O uso de mídia explodiu no curso de duas gerações, naquilo que pode ser uma das mais significantes transformações de todos os tempos no ambiente humano. As pessoas agora absorvem cerca de três vezes mais informação diariamente do que faziam na década de 1960. O americano médio gasta em torno de 12 horas por dia com mídia, comparado a 5 horas nos anos 1960. Isto significa 75% da sua vida acordado. Adultos checam seus celulares aproximadamente 30 vezes por dia, enquanto os millennials o fazem mais de 150 vezes ao dia. Quase 4 entre 10 pessoas abaixo dos 34 anos dizem interagir mais com seus smartphones que com seus pais, amigos, colegas de trabalho, ou companheiros. Quando as pessoas estão usando mídia, elas provavelmente estejam usando pelo menos quatro tipos ao mesmo tempo, às vezes seis ou sete transmissões instantâneas. Se tornou um cliché observar que as pessoas passam mais tempo usando a mídia do que fazendo qualquer outra coisa (RAUCH, 2018, p. 79-80, tradução nossa105).

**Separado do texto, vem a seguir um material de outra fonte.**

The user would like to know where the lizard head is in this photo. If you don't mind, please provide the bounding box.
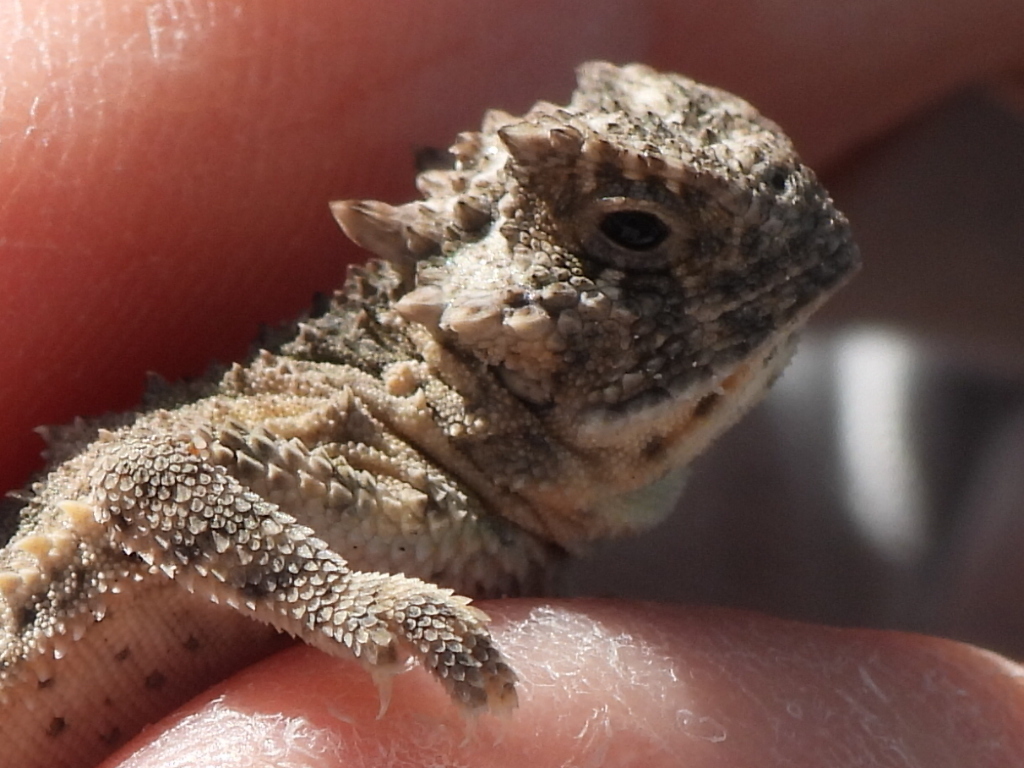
[334,62,858,540]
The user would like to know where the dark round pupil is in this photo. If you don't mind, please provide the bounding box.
[600,211,669,251]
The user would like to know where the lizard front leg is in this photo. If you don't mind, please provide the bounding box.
[84,435,516,712]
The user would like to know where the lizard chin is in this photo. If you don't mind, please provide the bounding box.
[578,331,797,537]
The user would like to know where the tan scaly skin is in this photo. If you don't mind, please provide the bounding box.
[0,62,858,766]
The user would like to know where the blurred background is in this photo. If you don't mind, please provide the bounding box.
[563,85,1024,657]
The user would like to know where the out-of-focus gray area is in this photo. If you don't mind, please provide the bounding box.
[563,88,1024,656]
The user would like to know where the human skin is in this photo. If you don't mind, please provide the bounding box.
[0,0,1024,766]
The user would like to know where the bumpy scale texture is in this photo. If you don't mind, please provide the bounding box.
[0,62,858,765]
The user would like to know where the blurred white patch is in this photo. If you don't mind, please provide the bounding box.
[836,331,928,564]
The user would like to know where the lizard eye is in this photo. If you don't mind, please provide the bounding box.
[598,210,672,251]
[578,198,686,271]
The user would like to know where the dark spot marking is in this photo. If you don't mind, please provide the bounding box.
[693,392,722,419]
[768,168,790,191]
[413,146,455,173]
[643,436,665,461]
[46,718,68,738]
[145,670,167,690]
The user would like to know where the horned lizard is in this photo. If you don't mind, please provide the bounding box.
[0,62,858,766]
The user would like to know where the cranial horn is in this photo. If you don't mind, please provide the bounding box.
[498,122,583,165]
[331,200,436,280]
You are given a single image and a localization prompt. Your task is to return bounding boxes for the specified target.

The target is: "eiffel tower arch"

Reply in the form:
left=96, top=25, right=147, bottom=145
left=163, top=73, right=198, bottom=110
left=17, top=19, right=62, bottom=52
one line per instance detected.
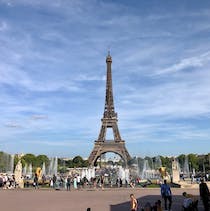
left=88, top=53, right=131, bottom=166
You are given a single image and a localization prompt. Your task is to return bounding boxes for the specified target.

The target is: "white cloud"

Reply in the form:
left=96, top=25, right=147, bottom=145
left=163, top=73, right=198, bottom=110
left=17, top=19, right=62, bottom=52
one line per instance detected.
left=155, top=51, right=210, bottom=75
left=0, top=21, right=8, bottom=32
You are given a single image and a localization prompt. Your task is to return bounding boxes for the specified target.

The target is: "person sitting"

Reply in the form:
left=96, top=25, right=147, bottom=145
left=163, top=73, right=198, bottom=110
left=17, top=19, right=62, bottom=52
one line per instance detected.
left=182, top=192, right=198, bottom=211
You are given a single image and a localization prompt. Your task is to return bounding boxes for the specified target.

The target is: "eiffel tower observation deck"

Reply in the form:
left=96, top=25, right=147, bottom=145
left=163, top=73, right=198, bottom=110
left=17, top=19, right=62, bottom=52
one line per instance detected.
left=88, top=52, right=131, bottom=166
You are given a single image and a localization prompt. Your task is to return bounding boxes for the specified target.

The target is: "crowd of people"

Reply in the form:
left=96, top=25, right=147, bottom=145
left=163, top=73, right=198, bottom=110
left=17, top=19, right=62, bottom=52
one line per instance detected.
left=130, top=178, right=210, bottom=211
left=0, top=174, right=17, bottom=189
left=0, top=174, right=210, bottom=211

105 “Media use has exploded over the course of two generations, in what could be one of the most significant shifts ever in the human environment. People now ingest around three times as much information each day as they did in the 1960s. The average American spends around 12 hours per day with media, compared to 5 hours in 1960. That’s 75% of your waking life. Adults check their phones around 30 times a day, while millennials do it more than 150 times daily.3 Nearly 4 in 10 people under the age of 34 say they interact more with their smartphones than they do with their parents, friends, co-workers, or significant others.4 When people are using media, they are likely to be using at least four kinds at a time, sometimes six or seven simultaneous streams.5 It has become a cliché to observe that people spend more time using media than doing anything else.”

O jornalismo tem tentado responder a isso e angariar para si uma parcela cada vez maior desse tempo, mas sofre para encontrar uma maneira de reconquistar a atenção das pessoas – se é que algum dia a teve. Provavelmente, essa dificuldade de chamar a atenção do público esteja intimamente ligada ao fato de que os outros estímulos estão mais próximos do público e o jornalismo segue afastado. Simon (1971, p. 42) atentava para que, no ambiente de crescimento do número de máquinas e sistemas de processamento de dados em que vivia, essas tecnologias só iriam contribuir para a diminuição do que chama de “sobrecarga de informações”106 se elas forem organizadas de modo a ouvirem mais do que falarem. Se pensarmos nos jornais como processadores de informação, será que não se está falando mais do que ouvindo?

Do ponto de vista do jornalismo, a crise é de escassez, como dito. Será preciso aprender a otimizar cada experiência, tirar o melhor proveito – no bom sentido – de cada pequena interação com o usuário. Ou melhor: transformar o que hoje são tsunamis de informação jogadas nas pessoas todos os dias em momentos de interação real, para que o leitor (telespectador, ouvinte, o que for) volte a enxergar que é importante investir no jornalismo dois recursos que valem mais do que dinheiro: tempo e atenção. Não obstante, nada disso será possível se, ao acessar o conteúdo jornalístico em qualquer meio, o público não sentir que pode confiar nele.